On the eve of the primary election, I thought I should bring to your attention an excellent article I read on vacation. The story — headlined “Is being a congressperson the worst job in America?” — appeared in the most recent edition of City Pages, an alternative weekly in the Twin Cities.
I guess the headline (and the one on the cover, seen at left) rather gives it away: The answer is yes, it is the worst job in America. The article gives eight reasons why the job is so bad, backed up by facts and anecdotes. Here are three of the reasons:
1) Think of your day as a Bataan Death March of meetings.
2) You will beg treasure from complete strangers.
3) You’re only one slip away from national ridicule.
All of which bring up the old question: Why should you vote for anyone deranged enough to want the job?
I’m afraid I can’t answer that. But it does make you wonder about those politicians. The City Pages article leans toward the idea that people run for Congress because of their hideously inflated egos, which make them think that even the horrors of Congress are worth the fleeting fame.
That’s part of it, but there are other reasons, most of them as bad, or even worse. One common motivator these days is a hideously inflated sense of self-righteousness, also known as the Tea Party Effect. People possessed of this mindset think they know exactly what is wrong with everything, and that they possess precisely the right solution for every problem besetting the Republic. And that if you disagree with them, you are a willful idiot. And probably a traitor.
And let’s face it, a lot of politicians apparently run because it seems like the next thing they should do in a career they don’t recall choosing. It’s a lovely spring Monday so I won’t name names, but anyone who follows Montana politics at all closely knows this is no rare breed.
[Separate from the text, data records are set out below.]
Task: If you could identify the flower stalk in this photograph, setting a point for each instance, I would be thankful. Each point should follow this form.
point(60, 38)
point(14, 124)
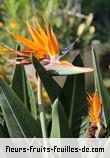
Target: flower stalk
point(41, 109)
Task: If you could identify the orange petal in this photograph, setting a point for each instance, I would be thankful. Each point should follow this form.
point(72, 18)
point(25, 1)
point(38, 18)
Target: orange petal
point(42, 32)
point(49, 34)
point(97, 105)
point(55, 42)
point(24, 40)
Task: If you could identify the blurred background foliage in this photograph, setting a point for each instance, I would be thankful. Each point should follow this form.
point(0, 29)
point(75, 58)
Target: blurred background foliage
point(69, 19)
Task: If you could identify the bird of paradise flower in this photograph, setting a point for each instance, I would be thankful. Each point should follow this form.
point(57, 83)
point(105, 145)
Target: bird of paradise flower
point(45, 47)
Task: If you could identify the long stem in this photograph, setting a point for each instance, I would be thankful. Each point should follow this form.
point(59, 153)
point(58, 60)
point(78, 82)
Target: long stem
point(41, 109)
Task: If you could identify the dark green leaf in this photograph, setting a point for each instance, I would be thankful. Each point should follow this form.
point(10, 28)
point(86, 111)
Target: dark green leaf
point(50, 85)
point(19, 85)
point(18, 119)
point(22, 87)
point(73, 99)
point(99, 84)
point(60, 128)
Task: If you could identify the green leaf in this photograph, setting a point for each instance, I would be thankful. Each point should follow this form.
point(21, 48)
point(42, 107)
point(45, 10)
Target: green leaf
point(22, 87)
point(99, 85)
point(32, 100)
point(60, 128)
point(19, 84)
point(3, 131)
point(52, 88)
point(73, 99)
point(18, 119)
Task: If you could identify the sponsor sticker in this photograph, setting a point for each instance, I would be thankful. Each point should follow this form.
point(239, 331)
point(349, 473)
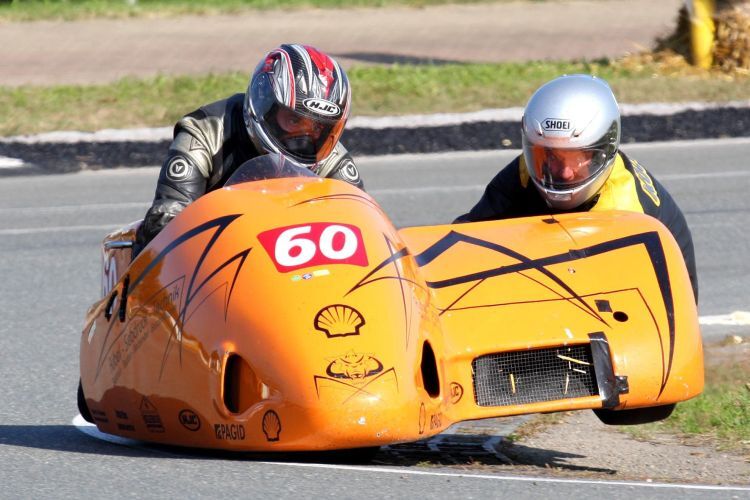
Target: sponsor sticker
point(322, 107)
point(190, 420)
point(178, 168)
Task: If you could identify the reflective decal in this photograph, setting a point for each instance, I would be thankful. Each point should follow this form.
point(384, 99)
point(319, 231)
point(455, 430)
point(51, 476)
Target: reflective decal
point(338, 320)
point(271, 426)
point(556, 124)
point(190, 420)
point(646, 183)
point(178, 168)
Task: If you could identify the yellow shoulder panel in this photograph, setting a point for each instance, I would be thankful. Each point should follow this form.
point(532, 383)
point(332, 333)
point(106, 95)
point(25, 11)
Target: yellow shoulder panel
point(619, 192)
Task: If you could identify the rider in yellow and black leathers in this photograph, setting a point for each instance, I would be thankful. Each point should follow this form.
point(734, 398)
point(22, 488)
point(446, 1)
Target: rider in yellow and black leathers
point(620, 183)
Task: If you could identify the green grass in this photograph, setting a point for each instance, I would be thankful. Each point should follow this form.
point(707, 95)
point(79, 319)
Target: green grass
point(377, 90)
point(721, 413)
point(34, 10)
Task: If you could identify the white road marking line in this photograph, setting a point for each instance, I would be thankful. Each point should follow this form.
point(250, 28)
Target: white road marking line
point(60, 229)
point(736, 318)
point(528, 479)
point(6, 162)
point(92, 431)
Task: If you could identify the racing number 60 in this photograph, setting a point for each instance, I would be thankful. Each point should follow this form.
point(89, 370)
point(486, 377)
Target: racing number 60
point(289, 240)
point(314, 244)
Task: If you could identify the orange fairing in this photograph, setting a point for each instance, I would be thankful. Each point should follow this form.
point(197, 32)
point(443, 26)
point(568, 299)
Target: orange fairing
point(289, 314)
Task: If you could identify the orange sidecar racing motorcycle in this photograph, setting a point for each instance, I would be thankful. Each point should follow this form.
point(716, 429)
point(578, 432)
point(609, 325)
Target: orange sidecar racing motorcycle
point(285, 312)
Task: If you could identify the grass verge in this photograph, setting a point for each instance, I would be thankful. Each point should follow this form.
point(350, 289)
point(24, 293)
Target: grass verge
point(722, 412)
point(36, 10)
point(377, 90)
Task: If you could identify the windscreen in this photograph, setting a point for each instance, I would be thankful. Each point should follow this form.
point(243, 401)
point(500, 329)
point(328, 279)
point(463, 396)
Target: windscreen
point(270, 166)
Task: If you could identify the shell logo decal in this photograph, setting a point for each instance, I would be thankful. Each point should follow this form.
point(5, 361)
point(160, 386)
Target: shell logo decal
point(354, 366)
point(271, 426)
point(338, 320)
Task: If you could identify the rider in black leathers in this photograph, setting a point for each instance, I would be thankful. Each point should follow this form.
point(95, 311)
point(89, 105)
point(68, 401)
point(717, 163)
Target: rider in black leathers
point(571, 162)
point(296, 104)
These kinds of politicians might have gotten started in high school or college politics out of a vague sense of public-spiritedness, gotten elected through dumb luck, simple accident or because of an honest-seeming name, and then just kept progressing up the political ladder. They kind of want to win because they know that’s something they’re supposed to want.A similar, much more annoying type of politician got started in high school or even elementary school politics because he or she (let’s face it; it’s usually a he) felt an almost religious calling to the profession. This is close to the outsize-ego factor, but it’s a bit different. These guys have simply always loved the mechanics of politics. They love shaking hands, giving speeches, attending meetings and knocking on doors. They even like calling people and asking for money, because that’s an integral part of politics and they love politics.
There is another class of politicians, much smaller in number but rather frightening up close. These politicians consider themselves very moral and upstanding, family men of unquestioned virtue. Except that deep in their hearts they don’t care for their wives or even their children.
So they hope, perhaps without knowing it, that they can be elected as family-values candidates and then go to Washington where they’ll be too busy to see their families, except when needed for photo ops. After a few months or a few years in Washington, laboring so mightly on behalf of the people, they will feel that having a fling with an intern is their reward, one that will not tarnish their family-values badge.
Who else wants the job? Well, every so often a man or a woman of real intelligence and public mindedness wants to sit in the House to make the world a little better place. These folks delude themselves into thinking the soul-searing aspects of such service won’t affect them, or they are so Pollyanna-like that they don’t really believe it has that effect. These people are rarely elected.
I guess I’m feeling pretty cynical today, but see if you don’t feel the same way after reading the whole City Pages article yourself.